Background
Basic PCM (Pulse Code Modulated) is the digital representation of a sampled analog signal. Specifically for audio purposes, the typical format that the dat used to store this raw data is typically WAV file is the raw file which stores the data without any compressions techniques. This is in the form as shown below:
These raw signals are very easily managed since no additional processing needs to be done to output this signal to an DAC. However, the raw data files are extremely space-inefficient. This website discusses in detail what a normal sized audio file would typical cost in terms of size for a particular sample/bit rate. It shows how storing the raw audio of a song would be ~ 30Mbytes, while an equivalent MP3 would be about 2.82Mbytes.
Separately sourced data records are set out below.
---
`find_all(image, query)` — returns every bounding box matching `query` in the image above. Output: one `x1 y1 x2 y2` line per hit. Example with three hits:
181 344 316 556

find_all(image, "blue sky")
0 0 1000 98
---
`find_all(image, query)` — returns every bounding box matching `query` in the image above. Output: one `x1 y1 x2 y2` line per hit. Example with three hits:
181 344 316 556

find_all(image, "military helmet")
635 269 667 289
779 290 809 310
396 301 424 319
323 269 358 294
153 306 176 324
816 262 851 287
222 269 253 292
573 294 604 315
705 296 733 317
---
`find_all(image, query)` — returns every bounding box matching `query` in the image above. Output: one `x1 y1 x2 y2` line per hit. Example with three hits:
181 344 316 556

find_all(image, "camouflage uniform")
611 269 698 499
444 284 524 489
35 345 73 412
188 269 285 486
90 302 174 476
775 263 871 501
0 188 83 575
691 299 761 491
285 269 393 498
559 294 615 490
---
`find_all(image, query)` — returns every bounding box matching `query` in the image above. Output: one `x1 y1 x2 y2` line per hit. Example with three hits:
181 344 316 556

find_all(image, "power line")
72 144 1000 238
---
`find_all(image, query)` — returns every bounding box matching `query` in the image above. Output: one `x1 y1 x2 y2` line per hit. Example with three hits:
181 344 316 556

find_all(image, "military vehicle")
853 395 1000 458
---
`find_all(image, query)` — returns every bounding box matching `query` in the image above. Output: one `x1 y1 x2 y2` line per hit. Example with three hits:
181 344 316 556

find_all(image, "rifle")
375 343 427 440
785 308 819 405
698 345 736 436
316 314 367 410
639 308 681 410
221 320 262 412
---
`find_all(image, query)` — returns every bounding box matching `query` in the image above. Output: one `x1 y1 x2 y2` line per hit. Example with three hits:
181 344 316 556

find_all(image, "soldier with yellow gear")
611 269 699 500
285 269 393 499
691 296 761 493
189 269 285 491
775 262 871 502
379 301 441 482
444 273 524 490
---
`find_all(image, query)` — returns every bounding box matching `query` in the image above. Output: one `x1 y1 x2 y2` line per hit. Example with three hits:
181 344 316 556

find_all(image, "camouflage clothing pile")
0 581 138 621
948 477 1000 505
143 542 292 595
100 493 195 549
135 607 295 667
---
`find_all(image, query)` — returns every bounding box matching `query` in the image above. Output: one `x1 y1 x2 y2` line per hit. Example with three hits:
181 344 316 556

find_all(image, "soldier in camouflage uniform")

For audio signals, the typical sample rate is typically 8kHz (2x speech bandwidth). Which is less than the sample rate for songs due to the full human hearing range going up to 20kHz, the sample rate is 44kHz or more. Consider storing a 3 minute speech track as a raw WAV file without compression will result in the following size.
Size
= (#bits/sample) * (sample freq) * (length in seconds)
= 16*8000*3*60
= 23040000bits
= 2.88 Mbytes
Although this seems small, by encoding this equivalent file as an MP3, we will see alot more size saving.
Mu-Law Encoding.
There are multiple methods to encode audio, one such method which is very simple to implement is the mu-law. This type of encoding takes advantage of the non-linear hearing capabilities of the human ear or a poor dynamic range. An example is how one who is listening to a rock concert won't be able to hear the whisper of someone next to them.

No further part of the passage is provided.